In trying to index a fairly large file (~750 mb when gzipped, around 8.3 million lines) in a Hadoop indexer task I get an
This particular run had a ton of issues with ZooKeeper, as far as I can tell from the logs, but this has happened repeatedly, also without any ZK issues in the log output.
If I use a smaller subset of the file - 50.000 lines or 500.000 lines - it finishes processing as expected. I haven't experimented with other sizes yet.
2014-08-12 00:32:43,630 WARN [Thread-448] org.apache.hadoop.mapred.LocalJobRunner - job_local1920330805_0003
java.lang.Exception: java.lang.OutOfMemoryError: GC overhead limit exceeded
at org.apache.hadoop.mapred.LocalJobRunner$Job.runTasks(LocalJobRunner.java:462)
at org.apache.hadoop.mapred.LocalJobRunner$Job.run(LocalJobRunner.java:529)

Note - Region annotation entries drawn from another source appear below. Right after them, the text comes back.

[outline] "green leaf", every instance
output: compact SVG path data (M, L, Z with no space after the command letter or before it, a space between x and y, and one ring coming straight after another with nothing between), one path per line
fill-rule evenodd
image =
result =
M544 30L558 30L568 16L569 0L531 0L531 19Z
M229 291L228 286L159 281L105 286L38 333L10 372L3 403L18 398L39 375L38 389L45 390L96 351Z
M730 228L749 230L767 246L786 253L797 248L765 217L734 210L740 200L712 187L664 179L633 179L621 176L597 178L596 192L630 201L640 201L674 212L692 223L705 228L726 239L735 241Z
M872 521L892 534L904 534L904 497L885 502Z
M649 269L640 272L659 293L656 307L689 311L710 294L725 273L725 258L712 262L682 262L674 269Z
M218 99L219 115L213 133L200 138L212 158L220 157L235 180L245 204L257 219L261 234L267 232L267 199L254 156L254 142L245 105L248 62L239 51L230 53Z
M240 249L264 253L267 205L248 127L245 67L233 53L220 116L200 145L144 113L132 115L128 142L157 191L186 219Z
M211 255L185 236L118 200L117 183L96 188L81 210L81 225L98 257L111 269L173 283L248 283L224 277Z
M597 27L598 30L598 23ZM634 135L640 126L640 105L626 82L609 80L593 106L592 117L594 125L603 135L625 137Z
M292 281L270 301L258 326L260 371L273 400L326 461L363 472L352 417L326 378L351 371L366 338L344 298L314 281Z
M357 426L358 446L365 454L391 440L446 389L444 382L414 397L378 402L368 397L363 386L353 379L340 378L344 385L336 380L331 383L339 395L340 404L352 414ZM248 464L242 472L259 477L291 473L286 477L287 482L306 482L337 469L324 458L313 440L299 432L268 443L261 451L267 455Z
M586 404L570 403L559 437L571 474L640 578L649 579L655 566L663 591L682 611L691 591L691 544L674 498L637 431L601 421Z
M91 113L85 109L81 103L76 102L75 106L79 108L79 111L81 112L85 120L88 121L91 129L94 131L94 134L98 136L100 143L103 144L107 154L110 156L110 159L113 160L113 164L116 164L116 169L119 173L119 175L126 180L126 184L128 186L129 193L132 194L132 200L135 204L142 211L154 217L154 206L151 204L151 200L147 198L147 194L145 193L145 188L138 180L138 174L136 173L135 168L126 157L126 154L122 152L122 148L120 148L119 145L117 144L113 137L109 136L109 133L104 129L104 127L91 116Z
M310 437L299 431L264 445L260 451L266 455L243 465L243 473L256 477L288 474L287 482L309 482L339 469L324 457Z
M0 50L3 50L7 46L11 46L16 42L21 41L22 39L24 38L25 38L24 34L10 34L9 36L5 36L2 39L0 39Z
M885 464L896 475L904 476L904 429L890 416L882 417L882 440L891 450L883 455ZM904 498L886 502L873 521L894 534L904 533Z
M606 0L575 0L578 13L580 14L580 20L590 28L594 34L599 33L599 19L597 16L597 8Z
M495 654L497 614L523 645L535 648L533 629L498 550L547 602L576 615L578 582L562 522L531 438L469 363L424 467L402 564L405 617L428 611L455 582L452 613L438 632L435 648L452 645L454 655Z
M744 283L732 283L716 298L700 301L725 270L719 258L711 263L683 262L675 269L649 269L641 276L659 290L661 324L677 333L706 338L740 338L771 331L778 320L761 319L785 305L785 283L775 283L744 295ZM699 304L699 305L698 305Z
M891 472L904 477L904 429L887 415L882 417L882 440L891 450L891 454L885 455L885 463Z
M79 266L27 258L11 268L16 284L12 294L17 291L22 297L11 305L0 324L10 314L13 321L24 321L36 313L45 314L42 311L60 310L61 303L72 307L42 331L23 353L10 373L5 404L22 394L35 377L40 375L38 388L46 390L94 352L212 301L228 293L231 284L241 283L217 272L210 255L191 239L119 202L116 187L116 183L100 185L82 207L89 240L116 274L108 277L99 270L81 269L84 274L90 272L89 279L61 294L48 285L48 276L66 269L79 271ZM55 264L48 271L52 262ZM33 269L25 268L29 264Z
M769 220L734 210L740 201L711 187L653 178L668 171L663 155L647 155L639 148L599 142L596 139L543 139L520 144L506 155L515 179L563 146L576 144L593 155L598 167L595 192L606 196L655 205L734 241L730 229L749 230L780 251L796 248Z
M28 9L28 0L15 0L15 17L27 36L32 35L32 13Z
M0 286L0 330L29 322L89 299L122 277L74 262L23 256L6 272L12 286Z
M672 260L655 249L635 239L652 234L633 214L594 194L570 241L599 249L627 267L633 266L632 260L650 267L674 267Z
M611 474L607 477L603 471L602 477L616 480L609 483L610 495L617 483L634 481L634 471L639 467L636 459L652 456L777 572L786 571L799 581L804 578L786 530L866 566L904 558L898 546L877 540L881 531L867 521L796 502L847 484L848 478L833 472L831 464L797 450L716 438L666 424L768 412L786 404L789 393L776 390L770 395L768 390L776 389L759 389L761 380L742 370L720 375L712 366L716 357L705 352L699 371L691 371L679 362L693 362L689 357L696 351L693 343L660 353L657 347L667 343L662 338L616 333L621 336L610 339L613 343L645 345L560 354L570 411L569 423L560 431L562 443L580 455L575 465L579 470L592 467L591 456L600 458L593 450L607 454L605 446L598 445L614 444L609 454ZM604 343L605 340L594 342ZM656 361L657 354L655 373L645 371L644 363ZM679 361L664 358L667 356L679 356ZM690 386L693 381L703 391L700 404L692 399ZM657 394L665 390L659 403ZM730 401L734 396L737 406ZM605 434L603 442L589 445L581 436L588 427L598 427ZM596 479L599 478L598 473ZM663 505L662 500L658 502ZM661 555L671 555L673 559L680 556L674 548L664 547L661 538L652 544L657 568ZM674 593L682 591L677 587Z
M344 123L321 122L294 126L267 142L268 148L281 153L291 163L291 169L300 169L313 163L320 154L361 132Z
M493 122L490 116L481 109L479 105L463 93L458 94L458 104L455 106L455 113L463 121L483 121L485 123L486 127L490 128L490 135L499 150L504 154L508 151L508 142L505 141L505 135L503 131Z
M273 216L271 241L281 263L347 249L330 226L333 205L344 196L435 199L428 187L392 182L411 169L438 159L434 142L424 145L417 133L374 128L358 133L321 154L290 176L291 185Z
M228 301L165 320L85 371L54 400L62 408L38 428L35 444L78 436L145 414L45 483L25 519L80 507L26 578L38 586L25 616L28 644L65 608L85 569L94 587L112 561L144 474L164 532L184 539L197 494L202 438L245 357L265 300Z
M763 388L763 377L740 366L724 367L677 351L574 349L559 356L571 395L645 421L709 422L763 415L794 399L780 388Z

Caused by: java.lang.OutOfMemoryError: GC overhead limit exceeded
at java.util.regex.Pattern.matcher(Pattern.java:1088)
at java.lang.String.replace(String.java:2180)
at io.druid.data.input.MapBasedRow.getFloatMetric(MapBasedRow.java:106)
at io.druid.segment.incremental.SpatialDimensionRowFormatter$5.getFloatMetric(SpatialDimensionRowFormatter.java:156)
at io.druid.segment.incremental.SpatialDimensionRowFormatter$5.getFloatMetric(SpatialDimensionRowFormatter.java:156)
at io.druid.segment.incremental.IncrementalIndex$1$2.get(IncrementalIndex.java:237)
at io.druid.query.aggregation.LongSumAggregator.aggregate(LongSumAggregator.java:60)
at io.druid.segment.incremental.IncrementalIndex.add(IncrementalIndex.java:367)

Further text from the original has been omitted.